Full Name: Morgan Joseph O’Brien

Justice of Supreme Court

Centurion, 1899–1937

born April 28, 1852
New York (Manhattan), New York
died June 16, 1937
New York (Manhattan), New York
elected April 1, 1899
Age forty-six
proposer of
Member portrait of Morgan J. O’Brien
Member Photograph Albums Collection
To inquire about image use and/or publication, contact the Archivist.

Century Memorial

It would be difficult to recall many dwellers in this city who have been more respected and beloved than Morgan Joseph O’Brien. He had a talent for friendship; his social gifts were based on a sympathetic and indulgent outlook. Up to the last, his sense of humor never failed him; all who knew him well will remember the rollicking fun of his genial conversation. He was one of the very early golf players, and in the first years of the Shinnecock Golf Club he was a popular figure. Annually, he gave a luncheon to all members of the Club, including a number of people prominent in New York life. O’Brien described those occasions as “Harvest Home Luncheons.” He was usually called upon to sing, in a rather weak tenor voice, various humorous songs, probably composed by himself.
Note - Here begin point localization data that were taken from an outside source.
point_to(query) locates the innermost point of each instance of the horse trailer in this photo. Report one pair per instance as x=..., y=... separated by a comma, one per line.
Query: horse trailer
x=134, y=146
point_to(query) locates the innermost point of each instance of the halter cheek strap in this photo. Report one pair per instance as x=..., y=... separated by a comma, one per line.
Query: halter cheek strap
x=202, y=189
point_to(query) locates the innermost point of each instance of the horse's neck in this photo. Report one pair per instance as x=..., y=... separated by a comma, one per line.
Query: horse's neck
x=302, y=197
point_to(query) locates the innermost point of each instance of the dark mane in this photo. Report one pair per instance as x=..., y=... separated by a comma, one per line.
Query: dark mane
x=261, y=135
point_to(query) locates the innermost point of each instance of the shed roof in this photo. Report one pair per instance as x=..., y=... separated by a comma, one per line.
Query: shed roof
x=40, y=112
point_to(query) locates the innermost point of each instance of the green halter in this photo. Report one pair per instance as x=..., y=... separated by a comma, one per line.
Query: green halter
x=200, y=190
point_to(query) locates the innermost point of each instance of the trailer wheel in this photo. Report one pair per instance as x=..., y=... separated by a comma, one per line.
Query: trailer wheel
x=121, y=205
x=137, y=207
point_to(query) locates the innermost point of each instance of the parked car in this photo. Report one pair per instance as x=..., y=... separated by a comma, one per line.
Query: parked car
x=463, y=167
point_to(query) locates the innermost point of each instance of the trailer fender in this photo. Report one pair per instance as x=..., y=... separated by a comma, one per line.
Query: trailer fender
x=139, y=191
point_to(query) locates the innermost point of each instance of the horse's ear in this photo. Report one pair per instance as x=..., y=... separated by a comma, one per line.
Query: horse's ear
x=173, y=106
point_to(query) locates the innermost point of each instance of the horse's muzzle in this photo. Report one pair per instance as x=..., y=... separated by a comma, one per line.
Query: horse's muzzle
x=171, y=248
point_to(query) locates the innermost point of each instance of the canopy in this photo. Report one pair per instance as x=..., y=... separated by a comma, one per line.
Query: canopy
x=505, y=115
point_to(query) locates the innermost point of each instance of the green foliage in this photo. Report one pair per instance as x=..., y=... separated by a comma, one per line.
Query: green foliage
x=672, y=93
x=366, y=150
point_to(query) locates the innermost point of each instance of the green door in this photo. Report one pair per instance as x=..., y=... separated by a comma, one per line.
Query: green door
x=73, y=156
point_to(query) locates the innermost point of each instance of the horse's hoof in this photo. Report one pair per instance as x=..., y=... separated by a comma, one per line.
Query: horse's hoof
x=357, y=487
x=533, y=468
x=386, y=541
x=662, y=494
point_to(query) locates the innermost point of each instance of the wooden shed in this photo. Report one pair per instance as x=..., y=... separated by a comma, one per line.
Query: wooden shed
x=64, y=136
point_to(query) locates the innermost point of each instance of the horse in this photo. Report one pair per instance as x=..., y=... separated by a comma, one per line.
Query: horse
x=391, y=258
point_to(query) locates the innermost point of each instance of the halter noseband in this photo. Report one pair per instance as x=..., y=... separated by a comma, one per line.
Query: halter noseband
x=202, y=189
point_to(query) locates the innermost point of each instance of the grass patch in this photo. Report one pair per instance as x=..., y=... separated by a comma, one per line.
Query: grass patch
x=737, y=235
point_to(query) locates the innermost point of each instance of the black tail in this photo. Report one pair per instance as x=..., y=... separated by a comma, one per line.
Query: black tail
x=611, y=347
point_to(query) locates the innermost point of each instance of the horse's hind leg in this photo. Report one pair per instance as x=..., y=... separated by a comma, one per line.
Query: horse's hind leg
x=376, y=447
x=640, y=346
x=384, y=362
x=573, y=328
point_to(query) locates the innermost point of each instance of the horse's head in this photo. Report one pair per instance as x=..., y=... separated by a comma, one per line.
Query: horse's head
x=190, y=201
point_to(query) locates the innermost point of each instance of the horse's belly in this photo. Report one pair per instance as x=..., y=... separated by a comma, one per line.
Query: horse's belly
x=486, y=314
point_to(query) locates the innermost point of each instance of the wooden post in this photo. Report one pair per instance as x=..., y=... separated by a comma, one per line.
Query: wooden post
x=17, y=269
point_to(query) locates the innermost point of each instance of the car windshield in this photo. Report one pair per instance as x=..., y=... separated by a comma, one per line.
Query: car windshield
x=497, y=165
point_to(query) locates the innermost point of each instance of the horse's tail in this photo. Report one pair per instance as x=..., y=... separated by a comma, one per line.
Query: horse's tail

But Judge O’Brien’s part in his community extended also to every phase of civic activity—to charities, to education, to religion, and to the uplifting of the unfortunate. Born in this city twenty years after his father had left Ireland, O’Brien was brought up in an atmosphere of sympathy for Ireland in her troubles; he himself inherited some of the most lovable qualities of the race. After a brief but active practice at the bar he was appointed by Mayor Hewitt as Corporation Counsel, but held that office only for a brief period until he was elected Justice of the Supreme Court at the early age of thirty-six. He was the youngest man ever chosen to that important office. As Judge, he exemplified the quality which suffused a spirit of informality, without abating at all the maintenance of dignity and order. In performance of his judicial functions he was industrious and fair; he had the gift of applying to questions, both of law and fact, a common sense which avoided circuitous or subtle methods of approach. As Presiding Justice of the Appellate Division of the Supreme Court in the First Department, he made high reputation for maintaining the dignity of the court while inspiring confidence, among lawyers and litigants, that their cases would be carefully considered. He had that most valuable quality in a presiding judge, the tact and sense of fairness which was often able to compose seemingly irreconcilable differences among the members of the court.